By 1815 the plait market was being described by Shaw as "one of the largest in England".
A new town hall and courthouse was built on the site of the old Moot Hall in 1830. The town hall opened directly onto the market enabling the stalls to reach into the building.
In 1841 Queen Victoria passed through St Albans on her way to and from Panshanger country house on a Thursday and a Saturday. In her journal she recorded of the Saturday that "It being market day the town was still more crowded than the other day and we again met with a very kind reception.".
The repeal of the Corn Laws in 1846 greatly increased the opportunities for trading grains. The existing grain market—where grain was sold retail to householders, and wholesale to millers, bakers and other traders—consisted of a roof supported on posts and open on all sides to the elements. In 1857 this building was replaced with a new Corn Exchange that still stands today.

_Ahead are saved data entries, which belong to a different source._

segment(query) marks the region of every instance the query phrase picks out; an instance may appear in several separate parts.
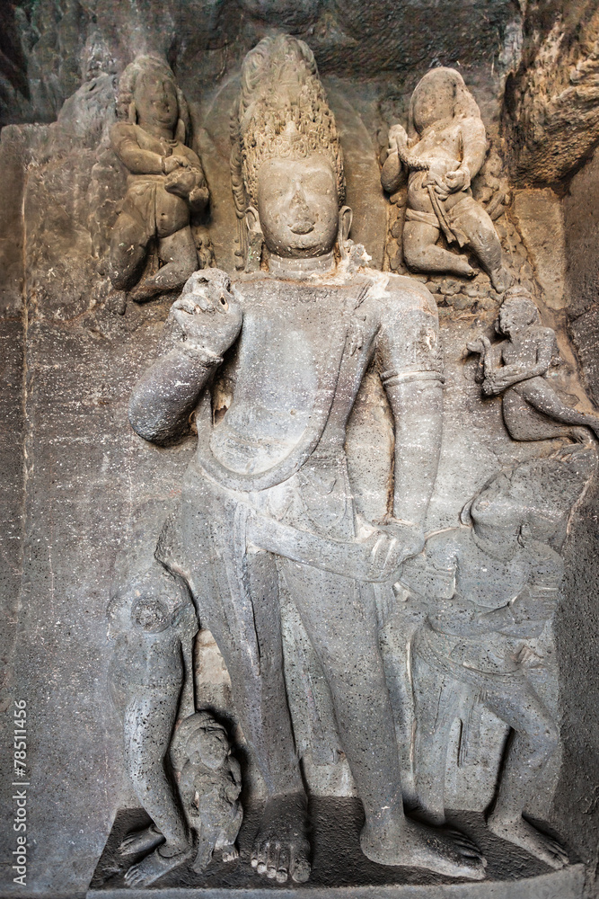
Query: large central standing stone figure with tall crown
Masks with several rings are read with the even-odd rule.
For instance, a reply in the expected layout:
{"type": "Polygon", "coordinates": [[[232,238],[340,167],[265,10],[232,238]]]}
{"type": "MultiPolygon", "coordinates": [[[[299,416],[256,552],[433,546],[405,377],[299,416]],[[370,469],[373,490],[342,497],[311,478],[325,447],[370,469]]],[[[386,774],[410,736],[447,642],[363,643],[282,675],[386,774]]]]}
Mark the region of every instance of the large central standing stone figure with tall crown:
{"type": "Polygon", "coordinates": [[[181,341],[137,383],[129,417],[168,445],[197,412],[197,454],[156,557],[189,584],[216,638],[268,790],[251,863],[279,882],[310,875],[284,579],[330,686],[366,812],[362,849],[380,864],[480,879],[485,862],[465,837],[404,815],[374,601],[374,583],[391,588],[423,546],[442,422],[435,302],[418,282],[355,264],[338,132],[302,41],[266,38],[248,54],[236,126],[235,200],[269,272],[233,286],[214,269],[189,279],[172,307],[181,341]],[[207,387],[225,354],[233,398],[216,422],[207,387]],[[373,361],[395,421],[395,485],[375,523],[356,514],[344,448],[373,361]]]}

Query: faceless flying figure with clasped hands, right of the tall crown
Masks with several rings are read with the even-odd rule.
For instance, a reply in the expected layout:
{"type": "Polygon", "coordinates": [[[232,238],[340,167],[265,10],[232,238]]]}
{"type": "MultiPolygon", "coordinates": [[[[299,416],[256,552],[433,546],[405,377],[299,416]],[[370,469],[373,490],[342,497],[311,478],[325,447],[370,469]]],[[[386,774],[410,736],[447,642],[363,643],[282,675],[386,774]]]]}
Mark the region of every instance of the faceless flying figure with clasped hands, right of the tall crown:
{"type": "Polygon", "coordinates": [[[493,287],[503,292],[510,275],[501,244],[488,212],[471,191],[487,149],[479,107],[462,76],[452,68],[434,68],[412,94],[408,132],[400,124],[389,132],[381,182],[392,193],[408,178],[403,255],[410,269],[475,274],[467,256],[438,245],[443,235],[448,245],[471,250],[493,287]]]}

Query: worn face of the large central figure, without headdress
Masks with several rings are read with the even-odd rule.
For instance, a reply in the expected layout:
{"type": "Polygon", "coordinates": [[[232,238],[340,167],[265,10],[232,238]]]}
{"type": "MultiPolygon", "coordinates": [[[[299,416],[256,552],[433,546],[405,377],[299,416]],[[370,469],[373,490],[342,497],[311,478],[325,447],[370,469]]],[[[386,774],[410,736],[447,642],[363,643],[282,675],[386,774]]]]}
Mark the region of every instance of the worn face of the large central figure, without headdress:
{"type": "Polygon", "coordinates": [[[332,250],[339,225],[337,180],[319,153],[305,159],[269,159],[258,177],[258,214],[271,253],[322,256],[332,250]]]}

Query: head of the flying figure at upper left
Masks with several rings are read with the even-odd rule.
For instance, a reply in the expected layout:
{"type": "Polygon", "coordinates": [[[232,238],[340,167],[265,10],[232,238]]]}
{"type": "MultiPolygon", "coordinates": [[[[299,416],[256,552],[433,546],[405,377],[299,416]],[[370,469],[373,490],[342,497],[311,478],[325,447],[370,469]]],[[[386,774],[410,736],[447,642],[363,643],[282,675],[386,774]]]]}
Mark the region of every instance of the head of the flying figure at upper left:
{"type": "Polygon", "coordinates": [[[119,78],[117,113],[142,128],[168,129],[184,142],[189,127],[187,102],[163,59],[137,57],[119,78]]]}

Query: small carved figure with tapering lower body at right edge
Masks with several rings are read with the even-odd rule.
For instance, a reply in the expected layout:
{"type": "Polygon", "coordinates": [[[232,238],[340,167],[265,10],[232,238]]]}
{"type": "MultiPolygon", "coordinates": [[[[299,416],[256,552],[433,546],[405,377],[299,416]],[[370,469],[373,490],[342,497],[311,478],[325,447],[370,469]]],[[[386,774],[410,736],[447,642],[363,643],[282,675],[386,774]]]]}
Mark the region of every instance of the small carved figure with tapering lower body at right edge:
{"type": "Polygon", "coordinates": [[[517,286],[507,291],[499,309],[497,329],[507,340],[492,344],[484,335],[468,344],[480,353],[476,378],[485,396],[502,396],[503,417],[515,441],[599,436],[599,416],[577,412],[562,403],[547,373],[559,361],[555,332],[543,327],[530,291],[517,286]]]}

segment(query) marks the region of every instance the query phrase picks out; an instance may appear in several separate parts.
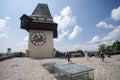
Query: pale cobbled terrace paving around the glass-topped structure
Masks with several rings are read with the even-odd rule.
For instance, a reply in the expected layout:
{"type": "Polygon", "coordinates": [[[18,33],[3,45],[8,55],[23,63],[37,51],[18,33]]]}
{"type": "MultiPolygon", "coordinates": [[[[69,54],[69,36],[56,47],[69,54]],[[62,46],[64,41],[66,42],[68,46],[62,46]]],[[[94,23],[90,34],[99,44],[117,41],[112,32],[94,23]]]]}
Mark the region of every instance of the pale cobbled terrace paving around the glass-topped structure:
{"type": "MultiPolygon", "coordinates": [[[[85,58],[72,58],[74,63],[93,67],[95,80],[120,80],[120,55],[105,58],[92,57],[90,61],[85,58]]],[[[48,62],[67,63],[65,59],[31,59],[13,58],[0,62],[0,80],[56,80],[41,64],[48,62]]]]}

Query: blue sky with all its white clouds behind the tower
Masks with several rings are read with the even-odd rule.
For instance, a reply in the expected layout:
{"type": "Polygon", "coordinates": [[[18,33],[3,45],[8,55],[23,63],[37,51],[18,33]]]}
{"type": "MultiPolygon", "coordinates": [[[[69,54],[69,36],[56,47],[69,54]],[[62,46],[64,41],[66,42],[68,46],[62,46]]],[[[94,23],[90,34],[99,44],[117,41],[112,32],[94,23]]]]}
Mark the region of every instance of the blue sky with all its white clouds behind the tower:
{"type": "Polygon", "coordinates": [[[58,23],[56,50],[97,51],[120,41],[120,0],[0,0],[0,52],[28,49],[29,33],[20,28],[20,17],[31,15],[38,3],[48,4],[58,23]]]}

In 1872 the town pump was replaced by a drinking fountain.
In 1888 a commissioner arrived in St Albans gathering evidence for the Royal Commission on Market Rights and Tolls. According to a newspaper report of the time, the market was stated as taking place between the Clock Tower and opposite the White Horse pub.
Fees varied as to whether someone was a local property tax payer and depending on what commodities they sold:
The then market manager, Mr Pointon, was privately letting out stall equipment to the same traders that he was renting pitches to on behalf of the city.
It was shown that whilst there was demand for a covered market in the fashion of other market towns, the city had not the resources to build one: "We have done the sewerage and the cemetery and many other local improvements. The Council does not possess any land suitable for a covered market."
The report also found that none of the annual fairs were still taking place.